Neben der Reduktion der Bereitschaftskosten für das Unternehmen, würde eine Kapazitäts-Reduktion auch für Gäste und das Marketing einige Vorteile wie mehr Platz im Restaurant (nur jeder 2. Tisch besetzt), weniger Gäste zugleich am Buffet, mehr Platz im Wellnessbereich (nur jede 2. Liege belegt, Saunen exklusiv nutzbar,….), weniger Gäste in den öffentlichen Bereichen usw. Diese Vorteile für die Gäste könnten im Marketing herausgearbeitet und proaktiv kommunizieren werden.

Einen dritten Ansatz zur Vorbereitung auf den Winter könnte für einzelne Betriebe eine zeitliche Kapazitätssteuerung bilden:

Lassen sich die Gäste-Ansammlungen reduzieren?

Wenn sich Kapazitäts-Reduktionen nicht realisieren lassen, könnte eine Reduktion von Gäste-Ansammlungen zur gleichen Zeit in den öffentlichen Bereichen eines Hotels (Restaurant, Lobby und Wellnessbereich) über zeitliche Kapazitäts-Steuerungen erreicht werden. So würden 2 Sitzungen beim Frühstück (zB 8.00 und 9.30 Uhr) und Abend-Essen (17.00 und 19.00 Uhr) die Restaurant-Belegungen schlagartig reduzieren. Den Gästen, die nach dem Schifahren schon um 17.00 Uhr zum Abendessen kommen, würde dann ab 19,00 Uhr der Wellnessbereich bis 23.00 Uhr exklusiv zur Verfügung stehen. Da finden sich mit Sicherheit Gäste, die dieses Angebot gerne annehmen und sich damit nicht am Nachmittag in den überfüllten Spa drängen müssen. Nachdem heuer im Winter Konsumationen direkt an der Bar höchst wahrscheinlich nicht bzw. nur äußerst eingeschränkt möglich werden, wird es hier kaum zu Menschenansammlungen kommen. Um den dadurch zu erwartenden Rückgang der lukrativen Getränkeerlöse entgegenzusteuern, werden heuer zu Saisonstart für alle Service-MitarbeiterInnen Verkaufsschulungen nach dem Motto „Die Bar kommt zum Gast“ oder „Getränke-Verkauf am Tisch verdoppeln“ Sinn machen.

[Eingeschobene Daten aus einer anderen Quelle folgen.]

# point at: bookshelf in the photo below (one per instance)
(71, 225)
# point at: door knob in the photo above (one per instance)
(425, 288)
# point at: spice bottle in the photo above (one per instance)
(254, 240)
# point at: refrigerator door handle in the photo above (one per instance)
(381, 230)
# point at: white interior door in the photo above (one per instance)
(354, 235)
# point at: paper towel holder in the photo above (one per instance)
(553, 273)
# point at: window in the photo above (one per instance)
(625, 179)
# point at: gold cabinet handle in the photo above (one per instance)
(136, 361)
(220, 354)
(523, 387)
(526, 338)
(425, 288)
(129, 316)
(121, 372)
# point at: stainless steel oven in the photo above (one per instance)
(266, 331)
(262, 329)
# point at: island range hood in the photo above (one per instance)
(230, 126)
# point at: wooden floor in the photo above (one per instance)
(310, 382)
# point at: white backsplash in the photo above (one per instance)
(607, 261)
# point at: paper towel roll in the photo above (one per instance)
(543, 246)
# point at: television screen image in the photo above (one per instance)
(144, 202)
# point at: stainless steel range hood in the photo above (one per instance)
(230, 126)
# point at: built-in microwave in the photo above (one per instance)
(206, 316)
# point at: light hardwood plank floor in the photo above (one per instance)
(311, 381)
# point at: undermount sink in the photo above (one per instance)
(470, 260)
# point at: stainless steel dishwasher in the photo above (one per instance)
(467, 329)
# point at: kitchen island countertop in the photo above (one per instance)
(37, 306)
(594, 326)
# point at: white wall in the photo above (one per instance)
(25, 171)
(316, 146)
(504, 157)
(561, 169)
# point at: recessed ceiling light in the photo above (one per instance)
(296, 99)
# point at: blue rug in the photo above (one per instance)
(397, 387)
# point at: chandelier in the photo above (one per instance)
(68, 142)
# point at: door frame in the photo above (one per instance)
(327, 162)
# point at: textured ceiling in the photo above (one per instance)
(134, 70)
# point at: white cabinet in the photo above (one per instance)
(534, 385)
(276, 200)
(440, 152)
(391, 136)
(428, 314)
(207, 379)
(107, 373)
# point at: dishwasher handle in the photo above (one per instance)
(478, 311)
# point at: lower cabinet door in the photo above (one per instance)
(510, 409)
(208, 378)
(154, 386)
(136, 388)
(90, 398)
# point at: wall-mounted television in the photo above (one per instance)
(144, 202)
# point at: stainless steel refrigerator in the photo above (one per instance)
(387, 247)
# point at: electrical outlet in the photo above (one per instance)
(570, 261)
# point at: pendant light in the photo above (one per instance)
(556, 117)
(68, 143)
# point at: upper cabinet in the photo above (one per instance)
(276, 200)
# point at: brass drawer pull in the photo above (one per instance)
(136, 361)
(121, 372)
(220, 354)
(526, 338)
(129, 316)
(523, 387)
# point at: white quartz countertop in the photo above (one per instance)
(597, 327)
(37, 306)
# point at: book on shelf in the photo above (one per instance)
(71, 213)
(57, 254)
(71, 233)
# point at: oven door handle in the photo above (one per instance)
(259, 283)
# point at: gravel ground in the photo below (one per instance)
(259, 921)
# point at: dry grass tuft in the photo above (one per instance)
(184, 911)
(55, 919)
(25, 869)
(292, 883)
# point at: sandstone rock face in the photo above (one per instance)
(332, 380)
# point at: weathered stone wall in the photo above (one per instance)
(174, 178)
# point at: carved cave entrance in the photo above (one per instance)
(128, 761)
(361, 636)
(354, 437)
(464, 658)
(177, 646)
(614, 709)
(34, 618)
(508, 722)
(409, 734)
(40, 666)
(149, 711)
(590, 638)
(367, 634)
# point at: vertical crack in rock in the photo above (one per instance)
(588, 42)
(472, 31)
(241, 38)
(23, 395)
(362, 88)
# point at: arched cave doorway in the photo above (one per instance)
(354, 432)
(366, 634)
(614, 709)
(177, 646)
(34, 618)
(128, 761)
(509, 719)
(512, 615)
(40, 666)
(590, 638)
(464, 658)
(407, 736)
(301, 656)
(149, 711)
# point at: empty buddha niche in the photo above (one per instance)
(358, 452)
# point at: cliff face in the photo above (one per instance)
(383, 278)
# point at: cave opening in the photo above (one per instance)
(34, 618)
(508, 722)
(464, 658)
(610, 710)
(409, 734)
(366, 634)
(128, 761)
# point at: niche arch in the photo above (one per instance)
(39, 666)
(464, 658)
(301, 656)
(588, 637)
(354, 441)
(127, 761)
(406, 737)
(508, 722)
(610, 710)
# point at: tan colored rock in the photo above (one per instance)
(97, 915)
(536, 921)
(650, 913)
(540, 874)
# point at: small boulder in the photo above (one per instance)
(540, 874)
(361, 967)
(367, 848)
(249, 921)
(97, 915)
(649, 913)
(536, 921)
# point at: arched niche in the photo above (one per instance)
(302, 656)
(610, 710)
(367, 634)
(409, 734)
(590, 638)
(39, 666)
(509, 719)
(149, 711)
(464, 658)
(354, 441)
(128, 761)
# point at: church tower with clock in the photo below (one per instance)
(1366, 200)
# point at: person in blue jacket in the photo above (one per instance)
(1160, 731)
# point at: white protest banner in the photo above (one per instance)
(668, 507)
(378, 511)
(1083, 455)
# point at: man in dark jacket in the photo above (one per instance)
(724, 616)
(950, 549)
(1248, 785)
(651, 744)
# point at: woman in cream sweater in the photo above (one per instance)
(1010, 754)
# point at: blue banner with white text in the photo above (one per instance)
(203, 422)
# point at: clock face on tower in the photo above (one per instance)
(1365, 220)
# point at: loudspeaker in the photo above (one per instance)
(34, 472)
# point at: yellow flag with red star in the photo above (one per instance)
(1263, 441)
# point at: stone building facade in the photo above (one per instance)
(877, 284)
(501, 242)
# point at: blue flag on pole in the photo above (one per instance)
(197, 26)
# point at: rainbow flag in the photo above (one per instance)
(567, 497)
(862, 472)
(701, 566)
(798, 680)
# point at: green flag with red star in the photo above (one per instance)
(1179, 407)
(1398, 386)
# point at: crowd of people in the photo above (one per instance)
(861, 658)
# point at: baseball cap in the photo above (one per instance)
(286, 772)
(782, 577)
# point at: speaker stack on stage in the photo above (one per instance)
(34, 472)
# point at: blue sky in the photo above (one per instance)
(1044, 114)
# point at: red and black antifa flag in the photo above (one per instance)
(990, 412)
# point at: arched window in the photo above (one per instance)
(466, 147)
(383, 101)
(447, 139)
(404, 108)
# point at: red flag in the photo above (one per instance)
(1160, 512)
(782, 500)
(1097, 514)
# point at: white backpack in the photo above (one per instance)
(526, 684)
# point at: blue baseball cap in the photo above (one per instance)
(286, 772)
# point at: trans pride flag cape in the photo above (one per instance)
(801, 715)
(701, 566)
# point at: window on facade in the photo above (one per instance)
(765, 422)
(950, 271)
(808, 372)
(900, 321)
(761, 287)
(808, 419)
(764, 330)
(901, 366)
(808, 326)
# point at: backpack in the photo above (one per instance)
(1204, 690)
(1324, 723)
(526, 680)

Sollte es wider allen aktuellen Prognosen zum Trotz doch zu einer „Schönwetter-Phase“ im Winter kommen, dann sollten die einzigen Sorgen der Branche darin liegen, wie sie die Kurzfristigkeit bei den Gäste-Anfragen händeln und wie sie zu zusätzlichen MitarbeiterInnen kommen.

Denn eines ist klar, wenn die Menschen reisen dürfen, werden sie nach langer Isoliertheit in den Wohnungen und Häusern mit hoher Wahrscheinlichkeit große Sehnsucht nach Durchatmen, Bewegung und Winterfrische in der Natur verspüren und die Angebote des heimischen Winter-Urlaubs-Tourismus annehmen. Möge dieses Szenario Realität werden und der Sonnenschein im Winter überwiegen!